Going there for dinner tonight. I will try to sweet talk the bartender into teaching me the recipe. I'll report on my findings later. Wish me luck on my mission!
posted by dchrssyr at 11:09 AM on June 19, 2009 [2 favorites]


Drinks menus often don't list simple syrup or bar sugar as an ingredient, so I'd definitely try that if dchrssyr doesn't come back with a recipe.
posted by Sidhedevil at 11:21 AM on June 19, 2009


I had something similar at The Driftwood in the Hotel Deluxe. I can't remember the exact name of the drink — I believe it was the "Bartender's Choice" or "Bartender's Mood" — but he used a habanero-infused vodka made by New Deal Distillery.
posted by Blazecock Pileon at 11:34 AM on June 19, 2009


For what it's worth, Aviation gin doesn't have that "pine-y" flavor that most gin has at all. That might be part of it.
posted by Asbestos McPinto at 11:50 AM on June 19, 2009


Some sour mixes are sweeter than others, that could be the issue.
posted by MaryDellamorte at 2:01 PM on June 19, 2009


Now, I'm tempted to go and elbow in front of dchrssyr's sweet-talking and see if I can get the recipe first! I love Sriracha - cha, chaaa!

My favorite summer drink is Aviation gin, simple syrup, muddled mint and a squeeze of lime with sparkling water over ice. I'm *really* not sure what sriracha would add to that but lemon might bring the flavor profile around.

Was it stirred so that the hot stuff was incorporated?
posted by amanda at 4:13 PM on June 19, 2009


Mission Report:

I had your drink. And some killer crawfish etouffee. The bar wouldn't give me anymore information than we can gather from the ingredients list and I wasn't close enough to watch. Sorry.

I'm gonna try to recreate it, myself. You're right, it's a pretty fabulous drink.
My guess is Aviation gin, over muddled mint and ice, one (maybe two - you'll know when the color is right), healthy squeeze of Sriracha - stir, add just a bit of simple syrup and fresh lemon juice. Garnish with lime.

I also had a tasty after dinner beverage called the Safe Word. It was vanilla infused vodka, makers mark, godiva cream, and cocoa dust on the rim, up. It was pretty tasty.

I think I love that place. Who knew there was a cool restaurant under the Morrison bridge?
posted by dchrssyr at 12:28 AM on June 20, 2009 [1 favorite]


Thanks for trying, dchrssyr! Glad to have confirmation I'm not crazy that it's a pretty good drink. Do you agree, it was sweetened with something? A drink with just gin and lemon juice is awfully harsh. Too bad I'm not in Portland to do some more "research".

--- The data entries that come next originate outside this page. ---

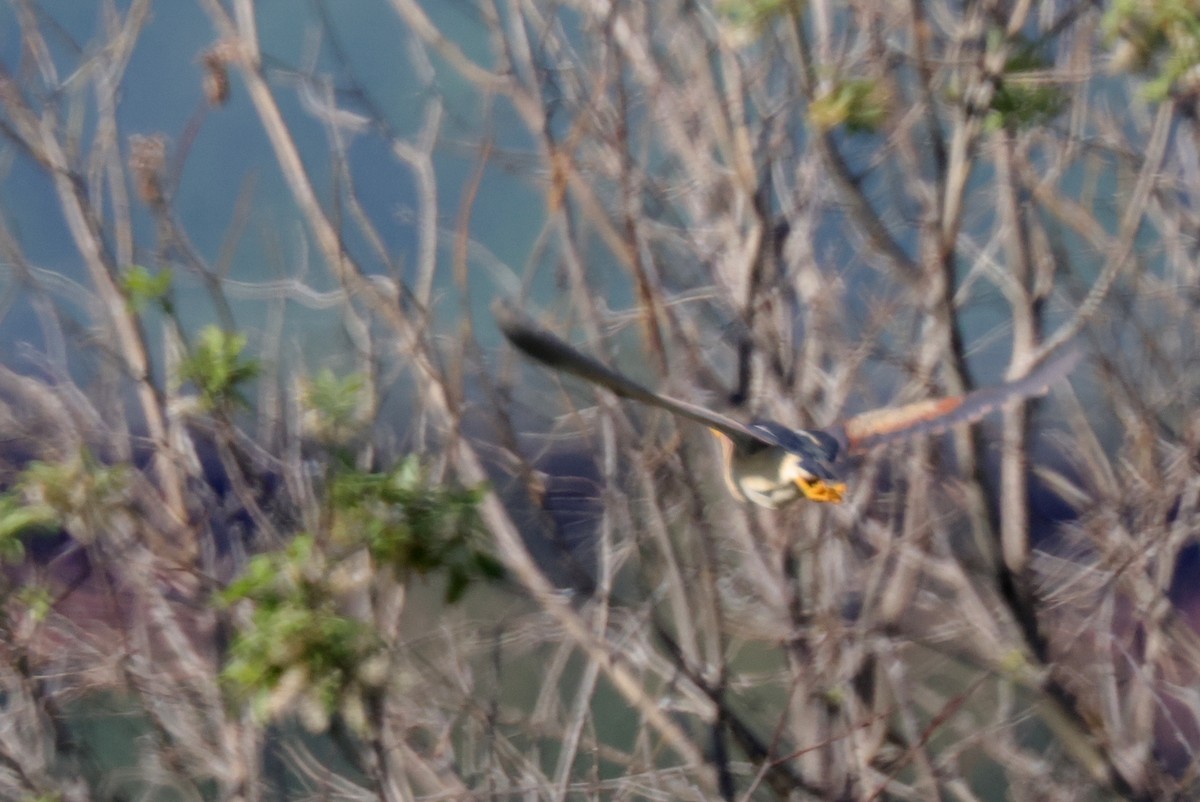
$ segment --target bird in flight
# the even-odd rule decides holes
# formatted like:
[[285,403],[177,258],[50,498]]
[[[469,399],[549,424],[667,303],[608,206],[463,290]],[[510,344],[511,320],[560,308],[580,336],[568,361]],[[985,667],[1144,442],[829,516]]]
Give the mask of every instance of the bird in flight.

I like the idea of simple syrup or sugar during muddling being the tempering sweetness. Amanda, your drink sounds pretty close to what I'm looking for, minus the salty and hot elements. My guess is La Bonita Boracha has actual sriracha sauce stirred in, maybe a teaspoon or two a glass. OTOH I don't remember seeing obvious lumps of chile, maybe it was muddled with the lime? The other thing I'm trying to figure out now is that it contains both lemon and lime, that's a bit fussy. Lime seems right, but maybe all lime is too harsh.

I've got a big stack of key limes in my house and there's fresh mint in a farmer's market just a few blocks away. Will be sure to report back if I make a drinkable drink.
posted by Nelson at 8:18 AM on June 20, 2009


Getting somewhere.. I made a drink with 8 parts gin, 4 parts lime/lemon mixture, 2 parts simple syrup, 1 part sriracha. About 5 mint leaves muddled with a bit of sugar in each salted glass, shake, pour over ice. It's not bad, but it's not great either. The lime-aide flavour is too strong and there's not enough mint flavour. The sriracha proportion is about right though.

Strangely the sriracha makes the drink a bit thick; I think next time I'll make it a bit more as a long drink, add some water. Sriracha is smooth though, no seeds, so it mixes clean. Surprisingly little sugar is needed. Maybe none other than the muddling.
posted by Nelson at 7:40 PM on June 20, 2009 [1 favorite]


It's sometimes hard to notice this through the heat, but sriracha itself is sweet, so that might be the source of some of the sweetness.

Rose's Lime Juice was in fact the magical secret ingredient in one of my favorite Bloody Marys. It added a nice sourness and sweetness.